How are CPER straddle max profit and max loss calculated?
Upside max profit is unbounded; downside max profit is bounded at the strike minus the combined call plus put debit (reached at zero). Max loss equals the combined debit times 100 (reached when the underlying pins to the strike). Two breakevens at strike plus debit and strike minus debit. For the CPER straddle priced from the end-of-day chain at a 30-day expiry (ATM IV 32.80%), the computed maximum profit is unbounded per contract and the computed maximum loss is -$310.82 per contract. Live intraday quotes will differ as the chain moves through the trading session.
What is the breakeven for a CPER straddle?

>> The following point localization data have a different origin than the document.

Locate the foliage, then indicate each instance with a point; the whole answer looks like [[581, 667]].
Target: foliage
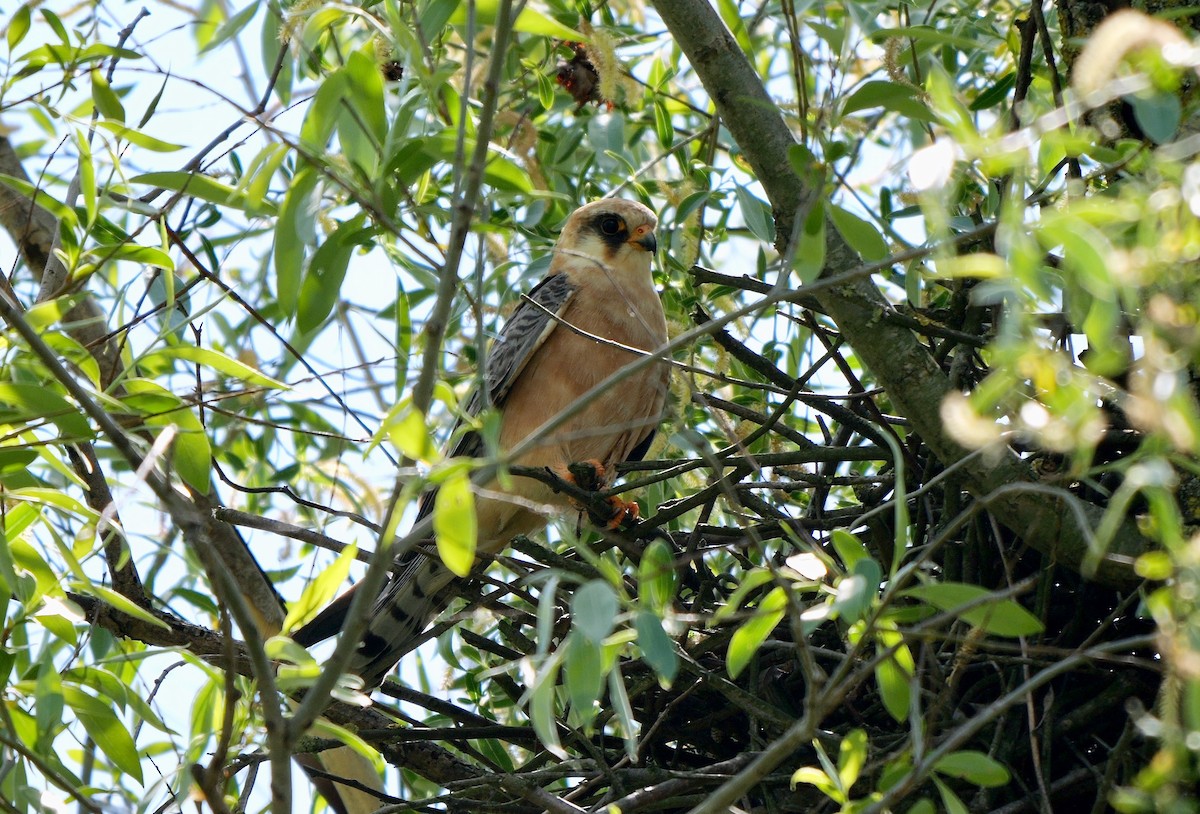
[[918, 531]]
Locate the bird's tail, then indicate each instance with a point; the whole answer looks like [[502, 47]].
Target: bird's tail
[[407, 604]]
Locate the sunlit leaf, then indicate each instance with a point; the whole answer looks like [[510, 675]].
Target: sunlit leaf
[[454, 522]]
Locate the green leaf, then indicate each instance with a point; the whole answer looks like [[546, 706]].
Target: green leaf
[[857, 592], [657, 647], [529, 21], [619, 700], [198, 185], [594, 610], [814, 776], [851, 758], [893, 683], [894, 672], [120, 603], [133, 253], [663, 126], [322, 590], [138, 138], [543, 707], [109, 734], [435, 17], [323, 281], [879, 93], [657, 576], [455, 524], [363, 118], [35, 401], [49, 702], [809, 257], [232, 27], [191, 452], [407, 430], [64, 214], [973, 767], [996, 94], [501, 171], [1003, 617], [583, 675], [18, 27], [293, 233], [1157, 114], [749, 582], [861, 234], [850, 549], [951, 801], [87, 178], [106, 100], [747, 639], [756, 215]]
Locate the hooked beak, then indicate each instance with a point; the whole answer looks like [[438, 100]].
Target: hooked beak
[[643, 237]]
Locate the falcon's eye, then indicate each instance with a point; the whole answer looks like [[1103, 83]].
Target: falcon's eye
[[611, 225]]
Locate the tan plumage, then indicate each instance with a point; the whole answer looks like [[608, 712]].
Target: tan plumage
[[597, 299]]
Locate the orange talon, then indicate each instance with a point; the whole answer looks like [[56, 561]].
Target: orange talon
[[622, 512]]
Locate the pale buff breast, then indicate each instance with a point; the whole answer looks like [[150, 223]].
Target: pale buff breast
[[568, 365]]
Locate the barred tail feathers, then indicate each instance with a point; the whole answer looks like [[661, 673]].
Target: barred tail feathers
[[400, 616]]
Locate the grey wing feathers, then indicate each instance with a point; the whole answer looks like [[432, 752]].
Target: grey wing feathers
[[412, 597], [521, 336]]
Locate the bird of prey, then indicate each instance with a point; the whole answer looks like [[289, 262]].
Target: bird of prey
[[594, 312]]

The breakeven for the CPER straddle priced on this page is roughly $34.88 and $41.13 at expiration, derived from end-of-day chain premiums. Breakeven is the underlying price at which the strategy's P&L crosses zero ignoring transaction costs and assignment risk. The current CPER market-implied 1-standard-deviation expected move is approximately 9.40%; if the move sits well outside the breakeven distance, the structure's risk-reward becomes correspondingly tighter.
When should you consider a straddle on CPER?
Straddles on CPER are pure-volatility plays that profit from large moves in either direction; traders typically buy CPER straddles ahead of earnings, FDA decisions, or other catalysts where the realized move is expected to exceed the implied move priced into the chain.
How does current CPER implied volatility affect this straddle?
CPER ATM IV is at 32.80% with IV rank near 35.01%, which is mid-range against its 1-year history. Strategy selection depends more on directional thesis and expected move than on a strong IV signal.